Indexed Wheels: Rotary devices with 6 mechanically indexed, kinematically docked positions. The only valid positions are the 6 indexed locations encoded with three position sensors bits and a fourth in-position sensor used to sense when the wheel is out of one of these docked positions. There are four indexed wheels in KOSMOS: two filter wheels, a slit mask wheel, and a disperser wheel. Linear Stages: Precision linear stages that can be positioned continuously between two hard limits. A conversion factor is carried in the code to convert stepper motor revolutions (the basic unit of the MicroLYNX) into linear motion of the stage payload in microns. KOSMOS has two linear stages: the camera lens focus stage and the collimator lens focus stage.

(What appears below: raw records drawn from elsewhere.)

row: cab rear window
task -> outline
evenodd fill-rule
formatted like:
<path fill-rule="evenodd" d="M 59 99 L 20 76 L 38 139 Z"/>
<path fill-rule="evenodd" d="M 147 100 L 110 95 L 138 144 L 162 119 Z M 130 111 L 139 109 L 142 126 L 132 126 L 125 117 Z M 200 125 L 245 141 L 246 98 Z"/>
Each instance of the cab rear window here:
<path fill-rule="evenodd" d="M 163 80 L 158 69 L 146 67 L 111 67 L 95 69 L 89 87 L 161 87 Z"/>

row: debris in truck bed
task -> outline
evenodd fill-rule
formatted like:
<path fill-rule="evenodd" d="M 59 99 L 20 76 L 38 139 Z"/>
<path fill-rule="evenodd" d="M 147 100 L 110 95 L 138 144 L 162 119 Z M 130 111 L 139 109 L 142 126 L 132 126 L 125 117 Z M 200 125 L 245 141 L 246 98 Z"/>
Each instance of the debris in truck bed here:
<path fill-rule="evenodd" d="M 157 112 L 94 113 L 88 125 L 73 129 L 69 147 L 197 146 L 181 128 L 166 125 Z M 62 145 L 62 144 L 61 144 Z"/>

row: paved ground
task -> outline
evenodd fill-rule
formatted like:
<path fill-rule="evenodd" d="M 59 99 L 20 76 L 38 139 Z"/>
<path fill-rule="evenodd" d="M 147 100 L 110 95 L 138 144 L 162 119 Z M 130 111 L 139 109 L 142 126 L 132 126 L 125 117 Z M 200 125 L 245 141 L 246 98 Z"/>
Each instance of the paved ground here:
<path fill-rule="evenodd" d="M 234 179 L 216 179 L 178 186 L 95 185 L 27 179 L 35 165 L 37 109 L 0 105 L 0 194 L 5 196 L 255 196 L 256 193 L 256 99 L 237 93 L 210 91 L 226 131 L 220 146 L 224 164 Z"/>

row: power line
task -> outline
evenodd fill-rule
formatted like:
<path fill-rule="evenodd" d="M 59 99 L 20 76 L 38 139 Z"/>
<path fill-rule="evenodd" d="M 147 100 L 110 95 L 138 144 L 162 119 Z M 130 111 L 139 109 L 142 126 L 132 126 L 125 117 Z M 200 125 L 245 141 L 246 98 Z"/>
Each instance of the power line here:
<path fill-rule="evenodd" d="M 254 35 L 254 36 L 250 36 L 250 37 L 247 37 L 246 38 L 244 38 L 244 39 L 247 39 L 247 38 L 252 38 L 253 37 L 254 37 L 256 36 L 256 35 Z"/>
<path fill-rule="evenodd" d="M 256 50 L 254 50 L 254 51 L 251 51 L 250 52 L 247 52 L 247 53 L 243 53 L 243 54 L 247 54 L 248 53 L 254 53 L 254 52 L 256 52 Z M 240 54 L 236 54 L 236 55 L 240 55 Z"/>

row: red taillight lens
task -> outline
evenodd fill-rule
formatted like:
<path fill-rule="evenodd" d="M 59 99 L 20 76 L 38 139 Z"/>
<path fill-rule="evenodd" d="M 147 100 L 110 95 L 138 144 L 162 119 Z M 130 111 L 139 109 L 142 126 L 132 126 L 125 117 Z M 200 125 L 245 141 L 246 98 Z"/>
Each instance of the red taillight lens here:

The iebUtils library abstracts the mechanisms into wheel and stage types as described in §2.2 and §2.3, respectively, providing generic get, set, and step functions for each. Non-mechanism functions of the IEB include reading out temperature sensors deployed throughout the instrument, reading voltage and current sensors on the main motor drive power supply, and switched power for the main drive supply, the individual MicroLYNX controllers, and to control the operation of the air circulation and exhaust fans in the IEB enclosure. The iebUtils library provides functions implementing all of these features. For the power control functions, iebUtils abstracts these as get and set functions, using a device ID to distinguish the utility being controlled. A list of device IDs is given in Table 2. The iebUtils library functions are summarized in Tables 3 and 4. The following sections of this document describe these functions in detail.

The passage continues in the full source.